Thats significant. Green Works have a really good design and this will appeal to the novice and intermediate user alike. Ergonomic and powerful. Interestingly, many reviews have been from 55yo + buyers. The low weight/low maintenance is apparently a huge factor. 

#4 Makita XCU02Z

If you’ve read other reviews on this site you’ll quickly deduce I have a fondness for Makita tools. OK – the XCU02Z is a bare tool only but don’t let this deter you. Its as solid and reliable as they come. Its can be powered by two 18V LXT batteries. Features include 12” guide bar, tool-less chain adjustments and has a low noise levels.

Key Features

  • weight – 8.8lbs
  • power – 1 or 2 x 18v Li ion batteries
  • guide bar length – 12″
  • 89 dBa low noise output
  • Tool-free tensioning

Whats in the box?

  • 1 x chainsaw
  •  instructions

Main Uses

With the 12″ bar you’d be hard pushed tackling larger trunks or sustained cutting of harder woods. Its ideal for smaller trunks (one or two passes wont be too difficult), branches, pruning or trimming.

 

Summary

Its the priciest chainsaw on the list. What it lacks in features it makes up for in Makita build quality and reliability. Plus you have the Makita 18v LXT battery options that can be interchanged with other tools. Being a bare tool may put some buyers off but do consider it as it will last you a eternity. I didn’t have this luxury when my needs where pretty critical but had I been looking for an investment, I’d be teeing off with one of these.

#5 Worx WG322

Yes, this WORX chainsaw has a smaller 10″ guide bar though I’ll give you my reasons for selecting this in my shortlist.
Aside from it having all the features to make using it painless; tool-free auto chain tension and automatic oiling operation, it has an ergonomic, well-balanced design and is light. Hugely encouraging for newbies to pick one up and start chopping. 

Key Features

  • weight – 6.9 lbs
  • power – 20v Li ion
  • guide bar – 10″
  • Automatic oiling
  • Tool-free tensioning

Whats in the box?

  • 1 x chainsaw
  • 1 x battery
  • 1 x battery charger
  • instructions

 

Main Uses

Again, I’d use this for smaller trunks and branches.

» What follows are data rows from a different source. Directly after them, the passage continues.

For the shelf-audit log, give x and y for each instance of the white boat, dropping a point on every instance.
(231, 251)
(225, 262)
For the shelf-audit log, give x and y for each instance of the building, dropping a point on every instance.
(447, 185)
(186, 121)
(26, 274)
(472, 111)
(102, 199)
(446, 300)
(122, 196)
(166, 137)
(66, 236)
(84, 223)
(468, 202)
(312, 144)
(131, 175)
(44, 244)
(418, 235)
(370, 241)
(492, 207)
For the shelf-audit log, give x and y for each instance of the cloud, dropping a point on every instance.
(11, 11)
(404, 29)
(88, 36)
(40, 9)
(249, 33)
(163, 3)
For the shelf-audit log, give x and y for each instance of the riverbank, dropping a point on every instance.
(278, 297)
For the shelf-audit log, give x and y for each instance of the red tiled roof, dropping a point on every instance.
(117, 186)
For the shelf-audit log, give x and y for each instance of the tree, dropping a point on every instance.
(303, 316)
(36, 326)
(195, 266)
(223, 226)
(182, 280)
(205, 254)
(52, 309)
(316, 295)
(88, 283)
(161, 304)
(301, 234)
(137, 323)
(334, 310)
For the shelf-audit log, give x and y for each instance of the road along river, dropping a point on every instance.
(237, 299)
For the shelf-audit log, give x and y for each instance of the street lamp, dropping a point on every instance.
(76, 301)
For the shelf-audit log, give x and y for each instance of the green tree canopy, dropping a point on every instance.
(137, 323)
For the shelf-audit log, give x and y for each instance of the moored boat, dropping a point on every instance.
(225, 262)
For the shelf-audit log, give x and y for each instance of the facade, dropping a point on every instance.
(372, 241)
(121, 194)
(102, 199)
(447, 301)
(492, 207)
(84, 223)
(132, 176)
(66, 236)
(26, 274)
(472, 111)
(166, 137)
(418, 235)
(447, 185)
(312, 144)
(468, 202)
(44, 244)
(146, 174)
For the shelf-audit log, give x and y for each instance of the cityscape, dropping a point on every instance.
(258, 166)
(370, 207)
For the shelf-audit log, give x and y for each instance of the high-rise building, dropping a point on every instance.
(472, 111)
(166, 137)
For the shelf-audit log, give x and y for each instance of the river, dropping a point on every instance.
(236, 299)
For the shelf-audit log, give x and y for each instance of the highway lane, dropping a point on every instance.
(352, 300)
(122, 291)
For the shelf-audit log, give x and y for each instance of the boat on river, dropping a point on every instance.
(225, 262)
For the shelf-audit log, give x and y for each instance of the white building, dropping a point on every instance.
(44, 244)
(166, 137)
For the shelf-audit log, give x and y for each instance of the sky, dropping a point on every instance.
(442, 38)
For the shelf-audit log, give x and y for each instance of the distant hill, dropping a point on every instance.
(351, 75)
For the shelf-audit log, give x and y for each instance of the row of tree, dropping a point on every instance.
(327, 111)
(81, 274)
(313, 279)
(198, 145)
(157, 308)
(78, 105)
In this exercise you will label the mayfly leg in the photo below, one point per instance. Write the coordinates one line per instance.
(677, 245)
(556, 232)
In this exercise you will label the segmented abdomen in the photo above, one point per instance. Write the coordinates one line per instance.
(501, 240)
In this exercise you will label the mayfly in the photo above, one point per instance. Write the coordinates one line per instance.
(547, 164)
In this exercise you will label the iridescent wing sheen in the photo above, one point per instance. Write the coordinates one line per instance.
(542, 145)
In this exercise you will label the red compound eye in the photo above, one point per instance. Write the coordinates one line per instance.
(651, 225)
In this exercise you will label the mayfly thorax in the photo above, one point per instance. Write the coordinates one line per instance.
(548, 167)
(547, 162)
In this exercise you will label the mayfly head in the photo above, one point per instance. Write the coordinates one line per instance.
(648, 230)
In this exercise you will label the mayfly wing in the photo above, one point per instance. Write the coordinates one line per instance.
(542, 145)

Will not be practical for anything larger than 8″ diameters – it will work but you’d be compromising the chainsaw as a whole. The battery will be fine for smaller jobs around the garden. I’d get a spare battery.

 

Summary

Like the Black & Decker LCD1020, it offers great portability due to its form and size. The Worx has the benefit of auto chain oiling and is a pound lighter. I’d be very tempted to purchase one of these based on its value.